What temperature is mash conversion?
Mash Temperature and pH – “Different enzymes will activate and deactivate depending on the temperature and pH of the mash.” Different enzymes will activate and deactivate depending on the temperature and pH of the mash. For the homebrewer just getting into all-grain style recipes, controlling the mash pH is not as big of a concern as controlling temperature.
Mixing the right proportions of grain and hot water on a homebrewing scale naturally produces a pH that is between 5.1 and 5.5, which is ideal for the enzymes we want to activate. Testing the pH is as simple as picking up inexpensive testing strips from your homebrew shop. Remove a small ladle of liquid from the mash after it has been thoroughly mixed and immerse the testing strip for the length of time listed on the package.
Temperature control is key to proper mashing. In order to activate the enzymes that convert grain into simple sugar, the mash temperature must be between 145°F and 158°F. For most styles of beer, a mash temperature of 150-154°F is used, and will produce a wort that can be easily fermented by the yeast while retaining a medium body.
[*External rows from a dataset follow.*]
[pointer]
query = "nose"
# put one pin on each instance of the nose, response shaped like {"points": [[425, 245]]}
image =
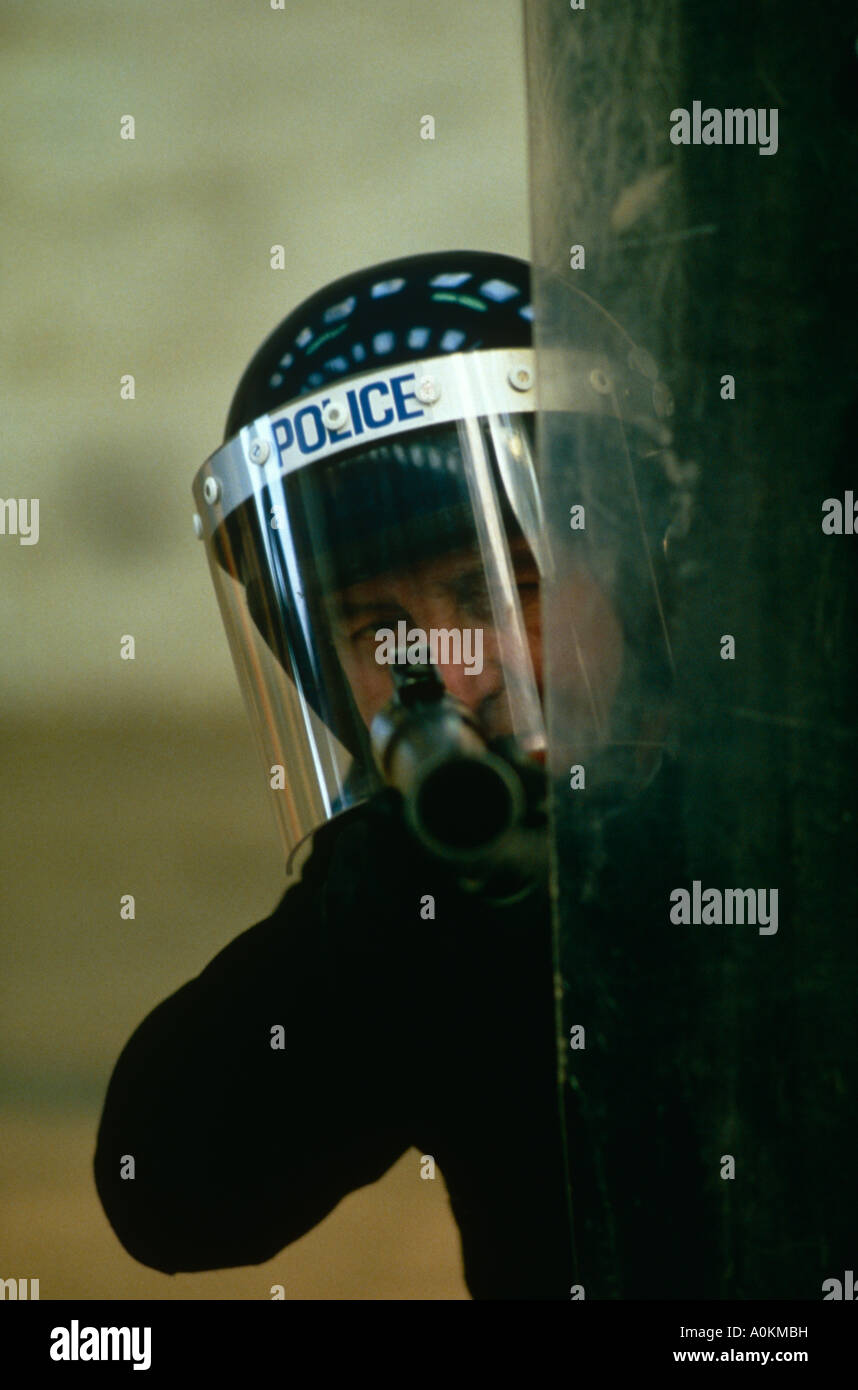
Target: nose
{"points": [[470, 685]]}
- If the mash temperature is in the 145-150°F range, the enzymes will produce highly fermentable sugars and the final product will have a drier finish.
- Mash temperatures in the 155-158°F range will produce sugars that are harder for the yeast to ferment, resulting in a fuller bodied beer.
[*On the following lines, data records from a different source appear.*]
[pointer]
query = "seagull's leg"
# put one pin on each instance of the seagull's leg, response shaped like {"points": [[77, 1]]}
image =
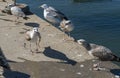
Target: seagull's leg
{"points": [[36, 46], [30, 48]]}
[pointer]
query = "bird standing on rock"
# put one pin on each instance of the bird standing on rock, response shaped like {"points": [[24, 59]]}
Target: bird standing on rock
{"points": [[33, 36], [16, 11], [52, 15], [99, 52], [66, 26]]}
- Mashing in the lower temperature range is appropriate for styles like a Saison or a Tripel, where the higher temperature range is used for Scotch ales and Sweet Stouts.
When first venturing into the world of mashing and all-grain brewing, proper mash temperature can be very difficult to achieve. While it’s always great to strive for perfection, my rule of thumb for people just starting out is “Close is good enough”. If the thermometer in your mash is reading within 5°F of your target, you have nothing to worry about.
What temp should mash be for dry beer?
At 68°C mash temperature –
β-amylase almost inactiveα-amlyase activeGood extract efficiencyLow wort fermentabilityExpect a higher final finishing gravity
Using these details, we can determine that a lower mash temperature range should result in a beer with a lighter body, and a crisper, dry finish. On the other hand, beer styles such as stouts and porters might require a mash temperature of 67°C to 70°C (154°F to 158°F).
- This higher temperature range results in a beer with a full body, and a rich, sweet finish.
- In addition to affecting the body of the beer, mash temperature also affects the beer’s fermentability.
- The temperature range in which the enzymes are active determines the types of sugars produced, with higher temperatures resulting in a greater proportion of fermentable sugars.
This means that beers mashed at higher temperatures will have a good extract efficiency and a higher final finishing gravity, while beers mashed at lower temperatures will have a lower extract efficiency and a lower final finishing gravity. Of course, yeast selection comes into play with alcohol content and final gravity, but this gives you a guide for wort fermentability.
At what temperature does alcohol boil Celsius?
The boiling point of alcohol is 78∘C.
What is the best mash temperature for whiskey?
Warm the hot liquor to a strike temperature of roughly 68-70 degrees C (154-158F) to ensure a mash temperature of 63.5-64 degrees C (146-147F). Water treatment with acid and salts shouldn’t be necessary however, high levels of water hardness should be removed by softener.